The CLI is installed automatically with the package:
pip install myspellchecker
myspellchecker --help

Commands Overview

CommandDescription
checkCheck text for spelling errors (default when no command given)
buildBuild dictionary database from corpus
train-modelTrain a custom semantic model
segmentSegment text into words
configManage configuration
infer-posInfer POS tags for database
completionGenerate shell completion

check

Check text for spelling errors. This is the default command: if no subcommand is recognized, check is assumed.

Usage

myspellchecker check [OPTIONS] [INPUT]

Arguments

ArgumentDescription
INPUTInput file path (or stdin if omitted)

Options

OptionShortDescription
--output-oOutput file path (default: stdout)
--format-fOutput format: json, text, csv, rich (default: rich for TTY, json for pipes)
--colorForce color output even when not a TTY
--no-colorDisable color output
--levelValidation level: syllable, word (default: syllable)
--dbCustom database path
--no-phoneticDisable phonetic matching
--no-contextDisable context checking
--no-nerDisable Named Entity Recognition
--ner-modelHuggingFace model name for transformer NER (default: chuuhtetnaing/myanmar-ner-model). Requires pip install myspellchecker[transformers]
--ner-deviceDevice for NER inference: -1=CPU, 0+=GPU index (default: -1)
--preset-pConfiguration preset: default, fast, accurate, minimal, strict
--verbose-vEnable verbose logging
--config-cPath to configuration file (YAML or JSON format)
Note: --color and --no-color are mutually exclusive.

Examples

# Check a file
myspellchecker check document.txt

# Check with JSON output
myspellchecker check document.txt -f json -o results.json

# Check from stdin
echo "မြန်မာနိုင်ငံ" | myspellchecker check

# Use specific database
myspellchecker check document.txt --db custom.db

# Fast checking (syllable only)
myspellchecker check document.txt --level syllable

# Thorough checking
myspellchecker check document.txt --level word -p accurate

# With custom config file
myspellchecker check document.txt -c config.yaml

# Force color output in a pipe
myspellchecker check document.txt --color | less -R

# Rich formatted output (default in terminal)
myspellchecker check document.txt -f rich

Output Formats

Rich (default in terminal): Colored, formatted output with panels and tables using the Rich library. Auto-selected when running in an interactive terminal. Text (grep-like):
# WARNING: Myanmar text may not render correctly in your terminal.
# Use a text editor with proper font support to view this output.
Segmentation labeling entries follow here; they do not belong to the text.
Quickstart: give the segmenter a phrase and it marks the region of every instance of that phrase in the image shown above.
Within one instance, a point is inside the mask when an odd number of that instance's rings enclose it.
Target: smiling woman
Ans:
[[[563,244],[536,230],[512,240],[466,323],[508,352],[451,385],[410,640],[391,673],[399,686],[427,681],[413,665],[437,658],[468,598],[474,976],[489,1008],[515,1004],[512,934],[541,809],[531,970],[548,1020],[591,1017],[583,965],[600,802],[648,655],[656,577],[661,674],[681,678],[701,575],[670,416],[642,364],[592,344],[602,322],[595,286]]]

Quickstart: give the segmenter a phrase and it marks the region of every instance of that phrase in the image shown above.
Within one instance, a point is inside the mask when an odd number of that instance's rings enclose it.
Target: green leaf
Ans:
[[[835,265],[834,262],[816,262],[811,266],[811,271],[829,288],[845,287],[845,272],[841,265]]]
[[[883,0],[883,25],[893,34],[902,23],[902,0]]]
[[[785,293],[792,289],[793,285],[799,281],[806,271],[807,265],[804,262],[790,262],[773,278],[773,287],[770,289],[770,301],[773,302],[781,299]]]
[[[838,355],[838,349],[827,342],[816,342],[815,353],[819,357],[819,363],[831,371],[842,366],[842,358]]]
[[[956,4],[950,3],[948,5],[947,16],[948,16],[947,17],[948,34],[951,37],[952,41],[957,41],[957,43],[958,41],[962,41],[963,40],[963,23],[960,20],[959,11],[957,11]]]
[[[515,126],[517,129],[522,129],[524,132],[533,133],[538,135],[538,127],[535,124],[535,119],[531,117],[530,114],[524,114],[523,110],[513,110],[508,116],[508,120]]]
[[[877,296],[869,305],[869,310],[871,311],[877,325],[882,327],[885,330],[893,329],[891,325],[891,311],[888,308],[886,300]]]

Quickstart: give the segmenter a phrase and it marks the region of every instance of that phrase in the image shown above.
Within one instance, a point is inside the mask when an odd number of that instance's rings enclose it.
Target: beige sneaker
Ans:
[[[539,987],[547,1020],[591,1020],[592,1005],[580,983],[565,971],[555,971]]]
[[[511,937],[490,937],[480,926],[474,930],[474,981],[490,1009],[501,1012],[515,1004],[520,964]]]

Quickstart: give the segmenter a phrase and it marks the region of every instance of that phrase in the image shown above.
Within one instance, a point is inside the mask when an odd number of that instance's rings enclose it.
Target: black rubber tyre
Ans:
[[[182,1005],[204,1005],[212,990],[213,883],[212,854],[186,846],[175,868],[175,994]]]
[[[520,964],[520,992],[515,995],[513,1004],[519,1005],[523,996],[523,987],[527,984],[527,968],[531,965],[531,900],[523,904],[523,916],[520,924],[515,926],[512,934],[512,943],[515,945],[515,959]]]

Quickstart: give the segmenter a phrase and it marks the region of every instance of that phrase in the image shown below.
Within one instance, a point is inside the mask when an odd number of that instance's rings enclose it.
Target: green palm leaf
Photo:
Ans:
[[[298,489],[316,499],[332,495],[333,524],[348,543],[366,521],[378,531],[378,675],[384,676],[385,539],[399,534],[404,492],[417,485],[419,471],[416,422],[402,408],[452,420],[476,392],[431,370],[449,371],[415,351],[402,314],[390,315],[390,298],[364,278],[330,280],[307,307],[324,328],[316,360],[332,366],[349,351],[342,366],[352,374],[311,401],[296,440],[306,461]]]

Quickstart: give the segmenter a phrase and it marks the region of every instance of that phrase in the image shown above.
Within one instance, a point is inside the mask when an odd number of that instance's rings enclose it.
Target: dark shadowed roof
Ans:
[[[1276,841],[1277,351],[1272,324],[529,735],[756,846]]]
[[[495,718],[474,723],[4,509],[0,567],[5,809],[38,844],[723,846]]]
document.txt:1:5: invalid_syllable 'xyz' -> Try: [abc, def, ghi]

# Summary: 1 errors found in 10 lines.
JSON (default in pipes):
{
  "summary": {
    "total_errors": 1,
    "total_lines": 10
  },
  "results": [
    {
      "file": "document.txt",
      "line": 1,
      "text": "...",
      "has_errors": true,
      "errors": [
        {
          "text": "xyz",
          "position": 5,
          "error_type": "invalid_syllable",
          "suggestions": ["abc", "def", "ghi"],
          "confidence": 1.0
        }
      ]
    }
  ]
}
Additional fields appear in each error object depending on the error type: action and message for syllable errors, syllable_count for word errors, and probability and prev_word for context errors.
CSV:
file,line,position,error_type,text,suggestions
document.txt,1,5,invalid_syllable,xyz,"abc,def,ghi"

build

Build a dictionary database from corpus files.

Usage

myspellchecker build [OPTIONS]

Options

OptionShortDescription
--input-iInput corpus file(s) (UTF-8 encoded text, CSV, TSV, JSON)
--output-oOutput database path (default: mySpellChecker-default.db)
--work-dirDirectory for intermediate files (default: temp_build)
--keep-intermediateKeep intermediate files after build
--sampleGenerate sample corpus for testing
--colColumn name/index for CSV/TSV files (default: text)
--json-keyKey name for JSON objects (default: text)
--pos-taggerPOS tagger type: rule_based, viterbi, transformer
--pos-modelHuggingFace model ID or local path for transformer tagger (default: chuuhtetnaing/myanmar-pos-model)
--pos-deviceDevice for transformer POS tagger: -1=CPU, 0+=GPU (default: -1)
--incrementalPerform incremental update on existing database
--curated-inputPath to curated lexicon CSV file (words marked as is_curated=1)
--curated-lexicon-hfDownload and use the official curated lexicon from HuggingFace (thettwe/myspellchecker-resources). Cached after first download. Mutually exclusive with --curated-input
--word-engineWord segmentation engine: myword, crf, transformer (default: myword)
--seg-modelHuggingFace model ID or local path for transformer word segmentation (only used when --word-engine=transformer)
--seg-deviceDevice for transformer word segmenter: -1=CPU, 0+=GPU (default: -1, only used when --word-engine=transformer)
--validateValidate inputs only without building (pre-flight check)
--min-frequencyMinimum word frequency threshold (default: from config)
--num-workersNumber of parallel workers (default: auto-detect based on CPU cores)
--batch-sizeBatch size for processing (default: 10000)
--worker-timeoutWorker timeout in seconds for parallel processing (default: 1800)
--no-dedupDisable line-level deduplication during ingestion
--no-desegmentKeep word segmentation markers (spaces/underscores between Myanmar chars)
--no-enrichSkip enrichment step (confusable pairs, compounds, collocations, register tags)
--verbose-vEnable verbose logging with detailed timing breakdowns

Examples

# Build sample database
myspellchecker build --sample

# Build from corpus file
myspellchecker build -i corpus.txt -o dictionary.db

# Build from multiple files
myspellchecker build -i "data/*.txt" "extra/*.json"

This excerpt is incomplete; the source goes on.